This week we continued to discuss Chapter 5 (relationships — an approach to establishing trust with your direct reports).
Master the art of socializing at work
- “Sometimes, though, when these events are introduced by management, they can feel both obligatory and forced…”
- “For the most part, it’s better to use time after work to keep yourself centered than to socialize with work colleagues.” Geoff thought Kim wasn’t consistent with her messaging, and it sounds like the quotation from Return of the Jedi: “Keep your distance though, Chewie…but don’t look like you’re trying to keep your distance.” Jamie thought it was more nuanced: You need to appear to be part of the team. Maybe thirty minutes after work is okay, but not an entire night out.
- Jameson said if you don’t do anything outside of the day-to-day grind, you’ll be missing out on some organic opportunities. Dennis has found that social events have allowed him to get to know people he wouldn’t have otherwise.
- We discussed whether you’d be okay working with people that behave badly when they’re intoxicated. Is it the same because it’s after hours? There’s also a legal liability issue when you have a work function and there’s unlimited access to alcohol. If you create the environment that can enable bad behavior, how much responsibility do you have?
- If the purpose of stopping work early is to get to know one another better, sending people home doesn’t really solve that problem. Jamie said perhaps you can order a team lunch in, or spend time playing video games together.
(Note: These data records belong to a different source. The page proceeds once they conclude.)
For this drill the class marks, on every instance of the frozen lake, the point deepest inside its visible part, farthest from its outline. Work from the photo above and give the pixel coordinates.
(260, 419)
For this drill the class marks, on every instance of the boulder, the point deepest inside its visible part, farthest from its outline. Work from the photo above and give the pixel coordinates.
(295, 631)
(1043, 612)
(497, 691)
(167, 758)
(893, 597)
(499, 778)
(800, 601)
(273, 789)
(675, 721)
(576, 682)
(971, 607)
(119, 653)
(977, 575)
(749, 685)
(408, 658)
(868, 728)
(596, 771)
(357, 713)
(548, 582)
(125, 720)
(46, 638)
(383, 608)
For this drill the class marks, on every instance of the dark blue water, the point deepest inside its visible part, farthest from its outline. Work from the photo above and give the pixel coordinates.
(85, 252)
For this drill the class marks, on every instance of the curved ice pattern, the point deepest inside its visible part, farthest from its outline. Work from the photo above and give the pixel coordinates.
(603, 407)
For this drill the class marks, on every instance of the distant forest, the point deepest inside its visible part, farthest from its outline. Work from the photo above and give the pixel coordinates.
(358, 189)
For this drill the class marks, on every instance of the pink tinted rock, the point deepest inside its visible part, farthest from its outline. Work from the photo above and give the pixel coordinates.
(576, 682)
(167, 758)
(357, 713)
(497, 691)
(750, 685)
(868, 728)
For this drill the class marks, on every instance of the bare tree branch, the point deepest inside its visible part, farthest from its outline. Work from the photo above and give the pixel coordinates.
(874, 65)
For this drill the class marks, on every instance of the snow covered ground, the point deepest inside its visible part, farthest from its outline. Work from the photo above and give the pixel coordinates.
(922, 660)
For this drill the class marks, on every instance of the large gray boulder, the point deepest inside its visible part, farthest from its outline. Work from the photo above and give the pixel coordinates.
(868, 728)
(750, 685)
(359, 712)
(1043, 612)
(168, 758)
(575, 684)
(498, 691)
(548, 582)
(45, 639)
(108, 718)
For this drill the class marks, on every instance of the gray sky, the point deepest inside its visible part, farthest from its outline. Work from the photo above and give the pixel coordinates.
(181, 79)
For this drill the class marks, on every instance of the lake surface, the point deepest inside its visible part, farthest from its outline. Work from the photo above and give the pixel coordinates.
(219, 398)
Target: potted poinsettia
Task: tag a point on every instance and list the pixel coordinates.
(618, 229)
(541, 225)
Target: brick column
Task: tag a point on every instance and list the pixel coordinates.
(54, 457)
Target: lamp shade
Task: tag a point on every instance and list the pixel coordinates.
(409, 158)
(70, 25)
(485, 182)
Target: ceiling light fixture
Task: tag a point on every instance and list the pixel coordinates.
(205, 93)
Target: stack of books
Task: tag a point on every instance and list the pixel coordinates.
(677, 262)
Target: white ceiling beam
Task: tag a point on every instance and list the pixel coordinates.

Houston said not everyone wants the same activity, but Jamie said if you do it during work hours, they’re less likely to say no. The author warned earlier that this can be construed as “mandatory;” you need to be clear about this. Status and title can hold a fair amount of sway.
Respect boundaries
- You need to earn trust to be invited into someone’s inner circle and learn more about them as an individual. You also need to learn how to talk to people individually. People are different at work than they are outside of work.
- “Building trust in any relationship takes time because trust is built on a consistent pattern of acting in good faith.”
- “An exercise that requires people to talk publicly about their values may drive a wedge rather than help people find what they have in common.” Geoff said that it’s too bad sharing values is hit or miss; we’ve done this in a leadership workshop recently and it was liberating.
- “It’s possible to care personally about a person who disagrees with your views on abortion or guns or God.” Geoff said this takes emotional and cognitive effort. He values being around others who are different than him; however it seems in 2020 this is becoming more difficult because of increased polarization.
- Jameson asked, “What if you peel back the layers to find someone is racist, but that character trait doesn’t impact their work?” You learn what conversations to not bring up that might be uncomfortable for them or others. Don’t put yourself in situations that would be awkward if possible.
- We talked about using the phrase “you guys” vs. “y’all” vs. “you’ns.” How about “you all,” “everyone,” or “everybody?” Personal pronoun usage is a topic of debate. You can chose whether to claim heritage (i.e., I learned how to communicate this way growing up) vs. challenging yourself in that your language may not be inclusive. We also talked about that all of us are white male and have a certain amount of privilege.
- What matters is what you do about the situation when you realize the words you choose matters.